Gestion scabreuse du pouvoir: Le PIT dénonce le bradage de la Côte d’Ivoire

Le président du Parti ivoirien des travailleurs (PIT), Daniel Aka Ahizi, a fait un tour d’horizon de l’actualité sociopolitique nationale, hier dimanche 20 octobre 2013 face à la presse, à l’issue d’un Comité central de la direction de son parti. Il a dénoncé la gestion approximative du régime Ouattara et appelé, une fois encore, à une concertation nationale pour sortir de la crise.

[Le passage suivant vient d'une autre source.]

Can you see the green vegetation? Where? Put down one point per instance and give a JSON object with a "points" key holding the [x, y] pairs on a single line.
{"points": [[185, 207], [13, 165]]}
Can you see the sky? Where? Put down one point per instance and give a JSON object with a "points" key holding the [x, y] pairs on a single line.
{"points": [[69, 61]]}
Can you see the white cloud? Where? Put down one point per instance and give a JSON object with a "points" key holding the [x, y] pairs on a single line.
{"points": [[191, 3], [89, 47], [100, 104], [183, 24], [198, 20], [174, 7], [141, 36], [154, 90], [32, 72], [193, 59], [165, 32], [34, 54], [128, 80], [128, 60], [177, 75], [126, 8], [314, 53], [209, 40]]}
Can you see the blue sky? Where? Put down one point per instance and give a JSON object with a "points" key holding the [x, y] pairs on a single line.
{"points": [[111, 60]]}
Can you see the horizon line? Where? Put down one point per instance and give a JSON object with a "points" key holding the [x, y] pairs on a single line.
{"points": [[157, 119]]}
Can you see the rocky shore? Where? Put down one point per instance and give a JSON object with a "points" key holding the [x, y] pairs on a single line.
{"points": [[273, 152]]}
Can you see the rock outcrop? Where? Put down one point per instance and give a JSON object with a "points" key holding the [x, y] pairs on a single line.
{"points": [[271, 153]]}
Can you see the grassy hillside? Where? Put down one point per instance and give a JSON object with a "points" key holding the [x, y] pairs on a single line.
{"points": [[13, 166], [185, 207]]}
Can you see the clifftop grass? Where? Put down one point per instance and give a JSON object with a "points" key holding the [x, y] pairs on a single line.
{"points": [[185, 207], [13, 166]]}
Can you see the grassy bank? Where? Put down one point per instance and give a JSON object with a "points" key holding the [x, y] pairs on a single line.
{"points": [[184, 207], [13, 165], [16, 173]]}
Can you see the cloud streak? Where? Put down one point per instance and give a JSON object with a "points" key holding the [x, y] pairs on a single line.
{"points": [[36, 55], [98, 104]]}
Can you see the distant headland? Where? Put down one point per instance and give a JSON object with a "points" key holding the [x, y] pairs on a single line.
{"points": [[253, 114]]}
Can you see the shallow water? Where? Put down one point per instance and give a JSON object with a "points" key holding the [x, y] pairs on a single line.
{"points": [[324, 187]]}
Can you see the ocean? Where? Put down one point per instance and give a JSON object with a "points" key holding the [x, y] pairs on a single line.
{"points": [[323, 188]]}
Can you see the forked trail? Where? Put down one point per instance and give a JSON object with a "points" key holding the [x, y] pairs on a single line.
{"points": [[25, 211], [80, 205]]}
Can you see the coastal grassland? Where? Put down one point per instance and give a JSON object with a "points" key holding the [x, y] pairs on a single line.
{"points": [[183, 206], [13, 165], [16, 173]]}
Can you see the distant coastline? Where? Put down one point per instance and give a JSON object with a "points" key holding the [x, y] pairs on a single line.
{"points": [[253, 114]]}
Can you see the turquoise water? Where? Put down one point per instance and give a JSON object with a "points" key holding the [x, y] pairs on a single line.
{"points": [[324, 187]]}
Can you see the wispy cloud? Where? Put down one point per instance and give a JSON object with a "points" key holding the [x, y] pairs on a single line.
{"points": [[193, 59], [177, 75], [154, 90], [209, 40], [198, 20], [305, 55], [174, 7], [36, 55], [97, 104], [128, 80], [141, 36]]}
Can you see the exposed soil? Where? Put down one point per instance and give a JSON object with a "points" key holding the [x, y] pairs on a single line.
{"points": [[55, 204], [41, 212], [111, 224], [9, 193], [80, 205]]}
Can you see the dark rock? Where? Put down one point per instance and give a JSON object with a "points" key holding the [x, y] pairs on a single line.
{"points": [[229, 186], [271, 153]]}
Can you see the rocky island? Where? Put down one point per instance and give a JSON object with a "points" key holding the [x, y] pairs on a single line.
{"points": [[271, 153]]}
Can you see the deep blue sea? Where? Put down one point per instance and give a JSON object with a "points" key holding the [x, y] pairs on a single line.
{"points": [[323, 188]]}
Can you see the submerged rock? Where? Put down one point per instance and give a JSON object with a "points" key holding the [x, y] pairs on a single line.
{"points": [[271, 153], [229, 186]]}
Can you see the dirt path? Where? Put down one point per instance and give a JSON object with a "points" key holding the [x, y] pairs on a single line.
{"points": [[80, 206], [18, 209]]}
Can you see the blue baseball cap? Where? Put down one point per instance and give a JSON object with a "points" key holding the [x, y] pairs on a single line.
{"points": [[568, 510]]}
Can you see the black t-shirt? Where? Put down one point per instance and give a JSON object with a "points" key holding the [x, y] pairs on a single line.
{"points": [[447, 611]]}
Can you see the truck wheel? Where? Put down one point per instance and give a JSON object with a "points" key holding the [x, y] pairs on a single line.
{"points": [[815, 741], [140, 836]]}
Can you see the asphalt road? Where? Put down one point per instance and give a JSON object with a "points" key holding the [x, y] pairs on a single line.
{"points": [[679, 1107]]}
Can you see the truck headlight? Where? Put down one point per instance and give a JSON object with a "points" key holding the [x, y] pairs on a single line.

Mardi 22 Octobre 2013 - 13:04


Gestion scabreuse du pouvoir: Le PIT dénonce le bradage de la Côte d’Ivoire
La situation sociopolitique était au cœur de a réunion du Comité central du PIT. A l’issue de laquelle, Daniel Aka Ahizi, président du PIT s’est prononcé sur un certain nombre de questions importantes de l’actualité. Pour lui, il ne fait l’ombre d’aucun doute que le bilan de Ouattara est négatif, en ce sens que les Ivoiriens sont encore plus mal - heureux aujourd’hui. «La pauvreté s’accroît davantage. Et nous sommes, selon des études, à 61% de taux de pauvreté dans ce pays aujourd’hui », a fait savoir le président du PIT. Selon lui, le régime parle de croissance économique de 9,8%, mais qui en réalité s’avère être une croissance appauvrissante. «C’est une croissance qui appauvrit le peuple ; une croissance qui ne profite qu’aux multinationales et non aux Ivoiriens », a déclaré Daniel Aka Ahizi.
«On est en train de brader toute la Côte d’Ivoire à des multinationales. Et nous ne pouvons pas être d’accord avec cette politique là. Les richesses créées à partir de nos ressources doivent bénéficier prioritairement aux Ivoiriens. Or, les capitaux ne circulent que chez les multinationales, pas en Côte d’Ivoire ni chez les Ivoiriens. En réalité, ce sont les multinationales qui contrôlent le pays. On ne peut pas supporter la politique qui est menée en ce moment», a dénoncé le premier responsable du PIT. Pour Aka Ahizi, le surendettement actuel de l’Etat risque de plomber à très court terme l’économie nationale.
Traiter les questions de justice, réconciliation et sécurité Le président du PIT a aussi abordé la question de la justice. Il s’est ainsi félicité du fait que le gouvernement ait décidé de ne pas extrader Simone Gbagbo (il pense qu’il en sera de même pour Charles Blé Goudé visé aussi par un mandat d’arrêt de la Cpi). Pour Aka Ahizi, le fait même d’avoir transféré le président Laurent Gbagbo à la Haye constitue une honte pour la Côte d’Ivoire. Qui aurait pu faire l’économie d’une telle déculottée et privilégier un règlement interne de la crise et de toutes ces questions. Toutefois, le PIT a souhaité que soit traduit en justice le plus rapidement possible, tous les auteurs de graves violations des droits de l’homme quel que soit leur appartenance politique. Sur la question de la réconciliation nationale, Aka Ahizi s’est dit préoccupé par l’absence de progrès dans la mise en œuvre d’une stratégie de réconciliation. Exigeant des mesures concrètes et d’urgence. «La réconciliation souhaitée par tous, passe forcément par un véritable dialogue entre toutes les filles et tous les fils de ce pays», a déclaré le président du PIT qui propose une concertation nationale comme alternative pour la réconci- liation nationale. Sur le volet sécuritaire, Aka Ahizi exige que le processus DDR des ex-combattants soit effectif et accéléré pour s’achever en 2014. Et que les chasseurs traditionnels «Dozos» regagnent définitivement leurs régions d’origine. «C’est la condition sine qua non pour l’organisation sereine des élections présidentielles de 2015», a fait savoir le président du PIT.